If you are a British citizen you don't need a visa but you will have to give proof of income to get a residency permit. I would imagine that if your criminal record was discovered it might affect things negatively after all, no country wants to import crime.


----------



## RenAhoy (Jun 25, 2013)

Veronica said:


> If you are a British citizen you don't need a visa but you will have to give proof of income to get a residency permit. I would imagine that if your criminal record was discovered it might affect things negatively after all, no country wants to import crime.


This is helpful.  We're moving over too and wondered about becoming a resident. Is that all we need proof of?


----------



## AJC1976 (Jul 18, 2013)

This was also helpful for me although I am in slightly different circumstances (and no criminal record).

I have had a holiday property in Cyprus since last year (long term rental) but am now looking to move over on a more permanent basis and bring my girlfriend with me. I work in the middle east and as such will not be seeking any employment on the Island (just enjoying it on my time off). My girlfriend will also not be seeking any employment whilst living here either as my wages cover our lifestyle and bills etc.

Is it really worth going for the residency option? Is it a requirement or is EU citizenship enough?

Many thanks


----------



## Guest (Jul 20, 2013)

AJC1976 said:


> This was also helpful for me although I am in slightly different circumstances (and no criminal record).
> 
> I have had a holiday property in Cyprus since last year (long term rental) but am now looking to move over on a more permanent basis and bring my girlfriend with me. I work in the middle east and as such will not be seeking any employment on the Island (just enjoying it on my time off).
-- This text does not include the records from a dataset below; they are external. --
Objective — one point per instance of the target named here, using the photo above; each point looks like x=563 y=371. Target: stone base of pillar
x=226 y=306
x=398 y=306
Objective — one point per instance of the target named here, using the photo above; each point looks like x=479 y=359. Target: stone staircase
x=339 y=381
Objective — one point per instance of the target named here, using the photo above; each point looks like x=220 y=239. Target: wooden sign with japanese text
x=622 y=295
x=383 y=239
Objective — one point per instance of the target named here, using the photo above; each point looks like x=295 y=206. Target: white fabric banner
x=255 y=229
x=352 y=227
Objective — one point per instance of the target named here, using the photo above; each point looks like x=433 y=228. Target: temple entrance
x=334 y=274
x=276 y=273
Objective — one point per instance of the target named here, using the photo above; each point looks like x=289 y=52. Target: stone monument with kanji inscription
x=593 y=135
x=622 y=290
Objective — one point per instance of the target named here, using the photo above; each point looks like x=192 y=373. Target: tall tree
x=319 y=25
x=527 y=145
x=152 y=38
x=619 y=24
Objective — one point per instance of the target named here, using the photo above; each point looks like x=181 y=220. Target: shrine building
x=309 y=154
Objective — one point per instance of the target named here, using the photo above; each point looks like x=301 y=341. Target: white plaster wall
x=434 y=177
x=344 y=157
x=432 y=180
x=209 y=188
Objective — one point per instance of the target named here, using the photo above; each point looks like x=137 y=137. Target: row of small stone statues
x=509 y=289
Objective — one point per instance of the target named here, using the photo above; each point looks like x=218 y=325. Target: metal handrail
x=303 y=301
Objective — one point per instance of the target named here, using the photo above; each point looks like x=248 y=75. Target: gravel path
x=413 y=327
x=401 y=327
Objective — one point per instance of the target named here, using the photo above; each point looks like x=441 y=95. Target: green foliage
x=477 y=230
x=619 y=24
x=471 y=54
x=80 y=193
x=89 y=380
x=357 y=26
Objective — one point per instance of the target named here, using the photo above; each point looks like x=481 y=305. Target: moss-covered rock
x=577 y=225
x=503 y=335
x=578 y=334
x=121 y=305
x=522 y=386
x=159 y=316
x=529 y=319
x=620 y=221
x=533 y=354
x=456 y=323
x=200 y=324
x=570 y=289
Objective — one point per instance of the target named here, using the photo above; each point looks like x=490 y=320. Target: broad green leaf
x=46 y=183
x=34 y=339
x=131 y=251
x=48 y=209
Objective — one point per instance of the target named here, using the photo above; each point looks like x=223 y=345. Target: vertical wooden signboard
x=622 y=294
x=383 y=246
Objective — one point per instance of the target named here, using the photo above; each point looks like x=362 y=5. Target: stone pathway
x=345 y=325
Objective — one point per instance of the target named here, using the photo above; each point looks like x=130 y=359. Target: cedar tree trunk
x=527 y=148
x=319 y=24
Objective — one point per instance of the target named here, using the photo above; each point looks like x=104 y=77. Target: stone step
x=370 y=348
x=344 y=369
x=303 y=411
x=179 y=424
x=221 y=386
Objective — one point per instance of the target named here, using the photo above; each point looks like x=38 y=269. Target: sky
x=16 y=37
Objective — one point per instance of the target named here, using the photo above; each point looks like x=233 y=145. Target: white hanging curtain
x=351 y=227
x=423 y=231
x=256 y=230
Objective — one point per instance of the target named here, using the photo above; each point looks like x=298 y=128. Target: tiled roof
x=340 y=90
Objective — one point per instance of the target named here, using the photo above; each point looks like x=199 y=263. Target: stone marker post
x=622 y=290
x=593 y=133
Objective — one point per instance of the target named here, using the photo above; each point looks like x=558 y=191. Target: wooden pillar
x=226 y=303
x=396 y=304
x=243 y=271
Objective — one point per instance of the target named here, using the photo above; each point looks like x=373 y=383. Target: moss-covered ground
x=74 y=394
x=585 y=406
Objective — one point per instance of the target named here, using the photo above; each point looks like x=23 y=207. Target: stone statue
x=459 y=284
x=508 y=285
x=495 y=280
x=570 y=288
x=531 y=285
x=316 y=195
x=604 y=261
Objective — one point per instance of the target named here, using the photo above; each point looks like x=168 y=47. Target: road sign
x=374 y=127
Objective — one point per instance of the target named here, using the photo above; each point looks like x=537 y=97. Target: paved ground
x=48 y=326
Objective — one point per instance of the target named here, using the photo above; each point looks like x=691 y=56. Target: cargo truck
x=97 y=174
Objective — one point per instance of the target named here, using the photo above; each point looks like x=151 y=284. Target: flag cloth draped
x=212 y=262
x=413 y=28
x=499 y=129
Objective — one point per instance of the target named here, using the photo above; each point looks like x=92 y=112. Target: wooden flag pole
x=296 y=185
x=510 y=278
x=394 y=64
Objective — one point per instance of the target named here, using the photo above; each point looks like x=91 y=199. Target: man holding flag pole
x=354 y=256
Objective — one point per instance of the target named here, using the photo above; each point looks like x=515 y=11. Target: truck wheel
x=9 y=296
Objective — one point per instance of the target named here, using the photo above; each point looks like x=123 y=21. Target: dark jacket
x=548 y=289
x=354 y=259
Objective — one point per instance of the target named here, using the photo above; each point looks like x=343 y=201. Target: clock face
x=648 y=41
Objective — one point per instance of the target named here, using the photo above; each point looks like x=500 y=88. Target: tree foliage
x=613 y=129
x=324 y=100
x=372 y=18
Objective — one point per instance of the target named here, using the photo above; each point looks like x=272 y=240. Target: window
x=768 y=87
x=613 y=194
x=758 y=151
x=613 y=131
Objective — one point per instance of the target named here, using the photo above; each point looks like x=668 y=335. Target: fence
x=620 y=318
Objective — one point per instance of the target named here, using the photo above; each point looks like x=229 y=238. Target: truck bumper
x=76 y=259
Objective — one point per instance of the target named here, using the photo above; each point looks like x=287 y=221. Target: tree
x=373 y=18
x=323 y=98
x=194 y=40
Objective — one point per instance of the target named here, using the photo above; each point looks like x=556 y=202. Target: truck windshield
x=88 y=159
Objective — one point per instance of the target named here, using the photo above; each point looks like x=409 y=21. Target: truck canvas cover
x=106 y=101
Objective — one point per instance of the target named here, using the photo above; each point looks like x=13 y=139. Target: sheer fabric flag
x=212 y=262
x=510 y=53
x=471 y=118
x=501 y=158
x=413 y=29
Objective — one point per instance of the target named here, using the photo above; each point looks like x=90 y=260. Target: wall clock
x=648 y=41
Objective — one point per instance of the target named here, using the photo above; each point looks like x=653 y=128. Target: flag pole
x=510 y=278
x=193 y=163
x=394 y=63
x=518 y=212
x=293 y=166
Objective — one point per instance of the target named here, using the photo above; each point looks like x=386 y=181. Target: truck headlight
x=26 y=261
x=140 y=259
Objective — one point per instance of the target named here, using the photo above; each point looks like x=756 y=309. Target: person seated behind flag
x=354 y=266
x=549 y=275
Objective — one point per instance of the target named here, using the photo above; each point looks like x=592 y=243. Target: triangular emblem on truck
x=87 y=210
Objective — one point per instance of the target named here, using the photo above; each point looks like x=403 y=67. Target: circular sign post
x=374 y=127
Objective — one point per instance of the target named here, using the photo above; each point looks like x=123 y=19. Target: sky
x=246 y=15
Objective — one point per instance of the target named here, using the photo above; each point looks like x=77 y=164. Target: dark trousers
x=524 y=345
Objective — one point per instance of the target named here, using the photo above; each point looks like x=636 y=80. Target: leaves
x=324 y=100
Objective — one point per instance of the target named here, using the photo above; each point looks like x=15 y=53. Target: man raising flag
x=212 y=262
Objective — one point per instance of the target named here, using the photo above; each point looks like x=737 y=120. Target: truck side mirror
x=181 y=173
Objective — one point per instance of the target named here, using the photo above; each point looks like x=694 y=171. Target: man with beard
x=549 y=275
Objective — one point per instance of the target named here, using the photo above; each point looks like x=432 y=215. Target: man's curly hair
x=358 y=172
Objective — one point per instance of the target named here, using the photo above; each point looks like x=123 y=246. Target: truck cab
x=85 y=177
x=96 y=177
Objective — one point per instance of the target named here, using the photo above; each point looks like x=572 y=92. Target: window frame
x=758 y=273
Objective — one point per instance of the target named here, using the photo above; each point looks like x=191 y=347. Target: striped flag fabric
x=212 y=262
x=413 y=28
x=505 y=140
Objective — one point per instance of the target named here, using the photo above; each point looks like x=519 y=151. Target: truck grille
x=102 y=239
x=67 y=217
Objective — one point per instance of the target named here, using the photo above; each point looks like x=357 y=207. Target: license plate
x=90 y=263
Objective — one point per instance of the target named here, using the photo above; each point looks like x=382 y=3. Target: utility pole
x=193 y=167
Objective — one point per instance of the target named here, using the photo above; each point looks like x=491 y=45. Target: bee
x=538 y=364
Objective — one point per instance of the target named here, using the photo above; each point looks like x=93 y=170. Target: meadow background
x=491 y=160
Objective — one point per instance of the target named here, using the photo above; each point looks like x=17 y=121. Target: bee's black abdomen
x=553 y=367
My girlfriend will also not be seeking any employment whilst living here either as my wages cover our lifestyle and bills etc.
> 
> ...


If you want to stay in Cyprus(or in any other EU country where you are not citizen) more then 90 days per year you need to have a permission to stay. In Cyprus called yellow slip. To get this you need proof of income and health insurance.

Anders


----------



## AJC1976 (Jul 18, 2013)

Thanks very much Vegaanders - appreciate the sound advice


----------



## ssbn02 (May 16, 2013)

hello, professional guy been working and living in cyprus for 5 years now. have a biz over here and use cyprus as a cheaper base to the middle east. i am a brit, married, bank accounts, car friends etc etc. 
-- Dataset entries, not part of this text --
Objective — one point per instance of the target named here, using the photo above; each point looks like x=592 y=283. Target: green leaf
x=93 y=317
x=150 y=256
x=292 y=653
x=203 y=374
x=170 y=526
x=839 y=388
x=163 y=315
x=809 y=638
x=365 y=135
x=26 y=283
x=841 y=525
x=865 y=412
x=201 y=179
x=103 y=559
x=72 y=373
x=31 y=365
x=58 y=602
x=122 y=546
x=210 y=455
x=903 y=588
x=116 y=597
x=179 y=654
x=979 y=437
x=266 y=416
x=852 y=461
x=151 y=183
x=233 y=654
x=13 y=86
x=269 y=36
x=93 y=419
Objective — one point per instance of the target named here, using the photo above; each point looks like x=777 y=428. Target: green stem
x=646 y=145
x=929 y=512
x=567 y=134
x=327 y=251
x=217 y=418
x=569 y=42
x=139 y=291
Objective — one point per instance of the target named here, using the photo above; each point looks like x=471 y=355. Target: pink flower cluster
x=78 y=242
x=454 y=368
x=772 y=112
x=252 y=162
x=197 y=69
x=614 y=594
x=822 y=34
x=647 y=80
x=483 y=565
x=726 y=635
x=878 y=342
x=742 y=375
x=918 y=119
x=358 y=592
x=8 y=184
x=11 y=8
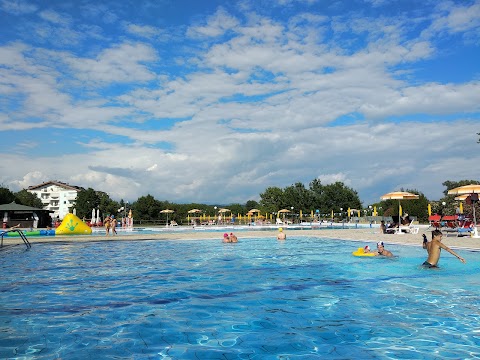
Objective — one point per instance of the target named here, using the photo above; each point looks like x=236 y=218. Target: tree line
x=318 y=198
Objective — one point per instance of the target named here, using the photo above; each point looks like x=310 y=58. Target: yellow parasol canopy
x=399 y=195
x=467 y=190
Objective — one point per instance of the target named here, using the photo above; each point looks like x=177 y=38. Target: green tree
x=298 y=197
x=27 y=198
x=6 y=196
x=453 y=184
x=337 y=195
x=86 y=201
x=272 y=199
x=147 y=208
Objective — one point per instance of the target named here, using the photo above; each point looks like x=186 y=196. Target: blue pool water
x=304 y=298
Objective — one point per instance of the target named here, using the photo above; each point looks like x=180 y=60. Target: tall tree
x=337 y=195
x=272 y=199
x=86 y=201
x=147 y=208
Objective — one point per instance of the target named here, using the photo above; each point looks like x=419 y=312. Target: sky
x=214 y=101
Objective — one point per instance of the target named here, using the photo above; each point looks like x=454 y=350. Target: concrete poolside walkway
x=364 y=235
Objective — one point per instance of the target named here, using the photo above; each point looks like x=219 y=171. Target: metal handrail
x=22 y=235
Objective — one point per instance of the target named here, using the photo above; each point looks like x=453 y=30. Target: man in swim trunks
x=226 y=238
x=434 y=249
x=233 y=237
x=381 y=251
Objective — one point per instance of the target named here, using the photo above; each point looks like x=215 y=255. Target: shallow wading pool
x=258 y=299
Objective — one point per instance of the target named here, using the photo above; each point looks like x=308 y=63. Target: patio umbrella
x=193 y=211
x=284 y=211
x=399 y=195
x=167 y=211
x=468 y=190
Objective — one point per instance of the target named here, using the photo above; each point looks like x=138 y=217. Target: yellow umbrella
x=468 y=190
x=284 y=211
x=399 y=195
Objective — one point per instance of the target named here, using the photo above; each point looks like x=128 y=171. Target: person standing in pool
x=106 y=223
x=434 y=249
x=381 y=251
x=113 y=225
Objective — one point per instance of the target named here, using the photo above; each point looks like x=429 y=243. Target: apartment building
x=56 y=196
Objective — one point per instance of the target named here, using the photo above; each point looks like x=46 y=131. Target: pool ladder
x=22 y=235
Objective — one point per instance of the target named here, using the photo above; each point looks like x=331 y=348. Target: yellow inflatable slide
x=73 y=225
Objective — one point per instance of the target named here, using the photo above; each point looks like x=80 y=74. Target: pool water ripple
x=304 y=298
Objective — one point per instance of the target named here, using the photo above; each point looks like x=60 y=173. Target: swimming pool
x=258 y=299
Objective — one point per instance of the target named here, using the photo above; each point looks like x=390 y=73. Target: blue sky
x=214 y=101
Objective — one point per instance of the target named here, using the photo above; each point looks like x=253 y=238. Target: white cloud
x=254 y=108
x=121 y=63
x=18 y=7
x=216 y=25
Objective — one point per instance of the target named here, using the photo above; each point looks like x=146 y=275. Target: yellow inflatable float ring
x=361 y=252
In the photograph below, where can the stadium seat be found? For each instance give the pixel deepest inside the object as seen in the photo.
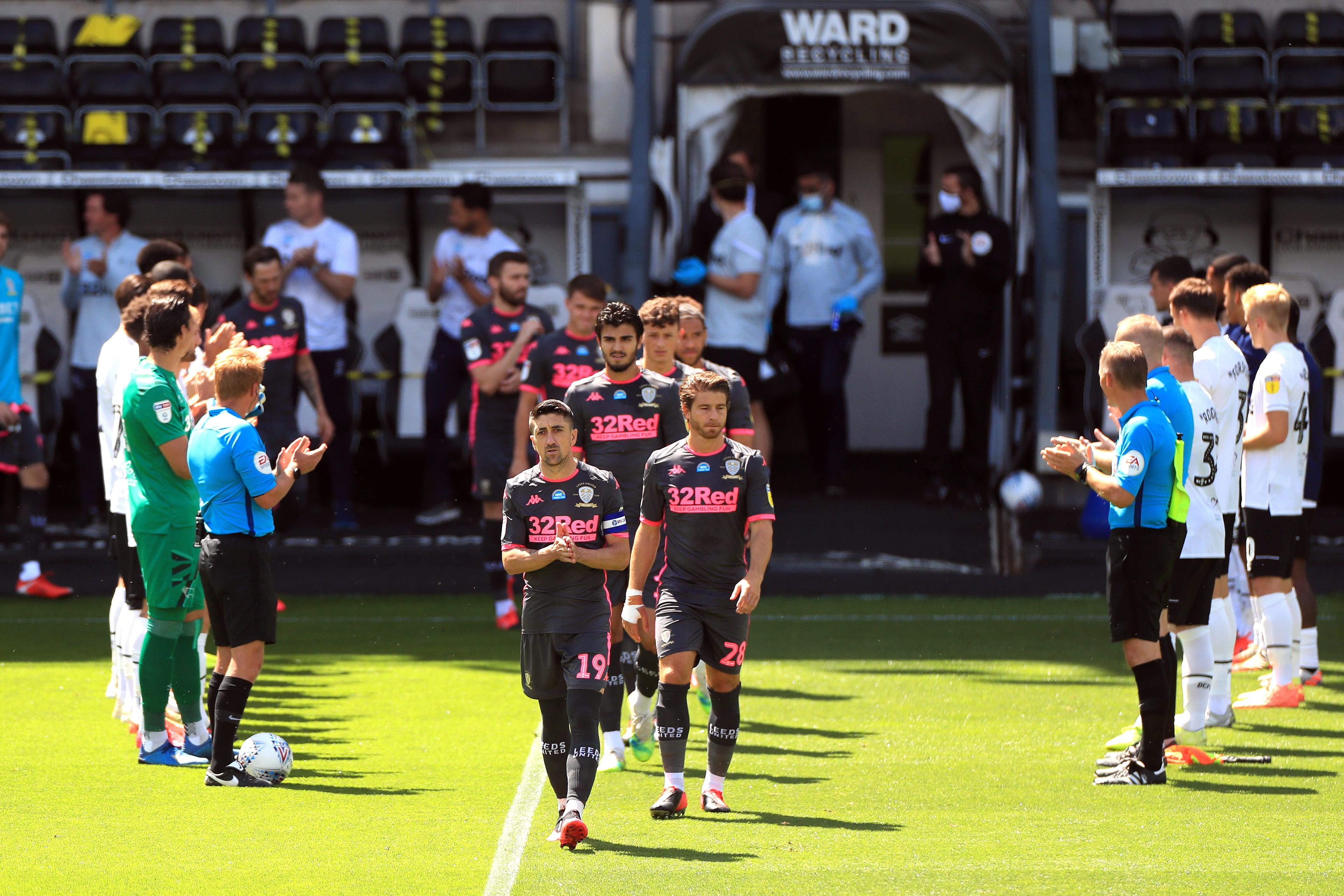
(267, 44)
(1229, 56)
(1312, 132)
(1236, 134)
(1152, 60)
(115, 120)
(34, 120)
(283, 117)
(368, 119)
(200, 120)
(1145, 134)
(439, 64)
(523, 66)
(29, 44)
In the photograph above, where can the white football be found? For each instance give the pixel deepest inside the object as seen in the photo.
(267, 757)
(1021, 491)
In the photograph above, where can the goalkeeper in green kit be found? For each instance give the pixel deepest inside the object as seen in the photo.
(157, 421)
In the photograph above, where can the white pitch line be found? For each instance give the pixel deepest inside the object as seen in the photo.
(508, 854)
this thread puzzles me. i work and live in nicosia. have live in paphos ( nice but not again ) live in larnaca and may move to paralimni when the nicosia road is finished.....if you are a brit why bother with a visa. i and many of my friends dont have one. in fact i wouldnt bother at all and save your money. there is absolutely no need in any shape or form, legally or otherwise why you need one here.


----------